Aos poucos e poucos, porém, o fado foi conquistando respeitabilidade, e penetrou com sucesso nos meios mais aristocráticos. A fadista Maria Teresa de Noronha (1918-1993) e o poeta Pedro Homem de Mello (1904-1984), autor da letra da canção ‘Povo que Lavas no Rio’, foram bons exemplo disso.

O drama de todos os dias Mas há algo que parece não mudar: o sentimento de “nostalgia, saudade e destino” que referia Adalberto Alves.

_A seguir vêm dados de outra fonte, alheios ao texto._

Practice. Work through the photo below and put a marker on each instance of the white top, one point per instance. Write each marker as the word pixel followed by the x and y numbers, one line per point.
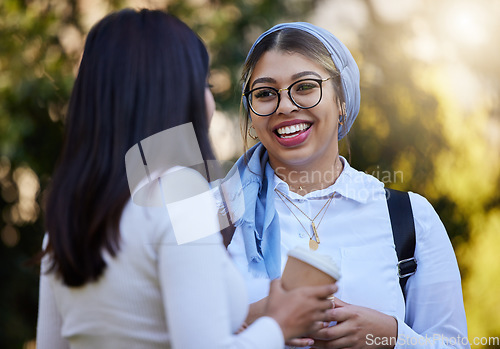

Seja a origem da palavra latina (fatum, como apontam as enciclopédias) ou árabe (hadû, como advoga o arabista), parece indiscutível que o fado está ligado à fatalidade.
“Sinto-me todos os dias desamparada”, confessava Amália ao escritor Manuel da Fonseca (Amália nas suas palavras). “Não tenho grande razão para ter dramas, nunca tive. Não me lembro de um drama como mulher, a não ser o drama de todos os dias: o de não me sentir feliz. Esse é um drama permanente”. O drama de não se sentir feliz: talvez seja essa a verdadeira fonte de onde brota o fado, um género musical que é também uma forma de ser e de estar na vida.